Arthur Rowe

Personal information
- Nationality: British (English)
- Born: 17 August 1936 Smithies, Barnsley, England
- Died: 13 September 2003 (aged 67) Barnsley, England
- Height: 187 cm (6 ft 2 in)
- Weight: 100 kg (220 lb)

Sport
- Sport: Athletics
- Event: shot put
- Club: Doncaster Plant Works AC

Medal record
Men's athletics
Representing Great Britain
European Championships
| Gold medal – first place | 1958 Stockholm | Shot put |
Representing England
British Empire and Commonwealth Games
| Gold medal – first place | 1958 Cardiff | Shot put |

= Arthur Rowe (athlete) =

English shot putter (1936–2003)

Arthur Rowe (17 August 1936 – 13 September 2003) was a track and field athlete from England who competed at the 1960 Summer Olympics.

== Biography ==
Rowe was born in Smithies, near Barnsley. After leaving school, he became an apprentice blacksmith before being introduced to shot-putting at the age of 17.

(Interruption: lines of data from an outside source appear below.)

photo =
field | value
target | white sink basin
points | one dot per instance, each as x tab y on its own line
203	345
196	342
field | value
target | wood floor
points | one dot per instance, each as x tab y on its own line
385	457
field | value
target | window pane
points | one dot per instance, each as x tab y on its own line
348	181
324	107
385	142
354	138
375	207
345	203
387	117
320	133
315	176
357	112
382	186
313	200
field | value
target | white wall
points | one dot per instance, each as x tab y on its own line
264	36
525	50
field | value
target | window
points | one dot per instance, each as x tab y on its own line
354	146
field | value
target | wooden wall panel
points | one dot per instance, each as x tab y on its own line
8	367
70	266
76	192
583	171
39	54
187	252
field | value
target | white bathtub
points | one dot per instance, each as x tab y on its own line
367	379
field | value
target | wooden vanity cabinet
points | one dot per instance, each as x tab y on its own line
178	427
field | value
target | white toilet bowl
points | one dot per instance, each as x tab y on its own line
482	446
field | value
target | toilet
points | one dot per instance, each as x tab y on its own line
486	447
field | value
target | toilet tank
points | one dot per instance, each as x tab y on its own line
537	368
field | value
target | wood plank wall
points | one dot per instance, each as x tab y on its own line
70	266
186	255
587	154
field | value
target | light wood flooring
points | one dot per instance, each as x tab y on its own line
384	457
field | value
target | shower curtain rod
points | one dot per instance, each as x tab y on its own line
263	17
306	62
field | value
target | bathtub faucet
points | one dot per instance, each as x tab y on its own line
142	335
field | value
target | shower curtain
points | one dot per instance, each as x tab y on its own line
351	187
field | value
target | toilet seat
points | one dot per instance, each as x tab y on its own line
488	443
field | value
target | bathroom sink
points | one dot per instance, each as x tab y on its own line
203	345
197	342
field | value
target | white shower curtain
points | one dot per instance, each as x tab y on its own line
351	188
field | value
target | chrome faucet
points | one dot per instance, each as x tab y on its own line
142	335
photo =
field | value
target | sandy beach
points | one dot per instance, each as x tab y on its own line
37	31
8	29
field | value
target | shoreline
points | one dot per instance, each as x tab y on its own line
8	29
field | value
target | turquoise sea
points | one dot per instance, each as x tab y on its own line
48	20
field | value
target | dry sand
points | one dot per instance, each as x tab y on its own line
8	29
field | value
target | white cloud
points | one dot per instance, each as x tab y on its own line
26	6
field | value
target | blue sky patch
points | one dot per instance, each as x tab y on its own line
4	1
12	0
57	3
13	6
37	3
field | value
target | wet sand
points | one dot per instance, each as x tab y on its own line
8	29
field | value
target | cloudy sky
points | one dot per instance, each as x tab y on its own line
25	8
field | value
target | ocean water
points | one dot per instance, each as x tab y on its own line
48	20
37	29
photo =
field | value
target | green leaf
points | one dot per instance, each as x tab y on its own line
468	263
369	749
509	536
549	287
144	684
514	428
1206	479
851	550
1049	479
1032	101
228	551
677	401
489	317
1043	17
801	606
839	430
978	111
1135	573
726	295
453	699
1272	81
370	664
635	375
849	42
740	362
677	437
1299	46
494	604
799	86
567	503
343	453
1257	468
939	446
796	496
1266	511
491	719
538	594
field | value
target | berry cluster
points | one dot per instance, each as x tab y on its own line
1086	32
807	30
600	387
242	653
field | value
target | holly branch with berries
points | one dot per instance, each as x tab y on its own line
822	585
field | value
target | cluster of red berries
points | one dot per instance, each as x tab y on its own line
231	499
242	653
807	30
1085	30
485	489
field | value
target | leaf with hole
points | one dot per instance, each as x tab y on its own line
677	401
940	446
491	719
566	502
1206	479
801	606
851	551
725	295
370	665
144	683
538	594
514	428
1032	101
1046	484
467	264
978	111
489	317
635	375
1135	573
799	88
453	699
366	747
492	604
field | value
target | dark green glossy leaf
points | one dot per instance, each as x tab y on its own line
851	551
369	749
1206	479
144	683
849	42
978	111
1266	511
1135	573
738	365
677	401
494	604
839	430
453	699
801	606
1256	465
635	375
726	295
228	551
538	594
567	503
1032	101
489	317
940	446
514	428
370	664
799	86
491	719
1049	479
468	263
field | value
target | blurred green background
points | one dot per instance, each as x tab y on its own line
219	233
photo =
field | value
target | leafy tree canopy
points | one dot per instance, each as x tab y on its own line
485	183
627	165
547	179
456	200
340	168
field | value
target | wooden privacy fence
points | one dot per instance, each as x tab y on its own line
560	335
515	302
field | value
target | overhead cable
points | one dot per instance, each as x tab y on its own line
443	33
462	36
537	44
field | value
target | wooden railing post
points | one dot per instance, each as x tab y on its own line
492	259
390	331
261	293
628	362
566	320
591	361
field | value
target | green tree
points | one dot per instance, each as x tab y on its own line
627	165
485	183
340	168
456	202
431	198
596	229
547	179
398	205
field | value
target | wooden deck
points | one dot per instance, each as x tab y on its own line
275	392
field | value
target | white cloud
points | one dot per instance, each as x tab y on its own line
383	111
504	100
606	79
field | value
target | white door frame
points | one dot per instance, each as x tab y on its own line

Rowe won five consecutive British AAA Championship shot put titles between 1957 and 1961,

He represented the England athletics team in the shot put at the 1958 British Empire and Commonwealth Games in Cardiff, Wales, winning a gold medal. He also won the gold medal in the men's shot put event at the 1958 European Athletics Championships in Stockholm, Sweden.

He represented Great Britain at the 1960 Summer Olympics in Rome, Italy, but failed to qualify.

Throughout 1960s he participated in Highland games heavy athletics events. Some of his most notable performances include breaking the Weight over bar world record in 1963 and again in 1965.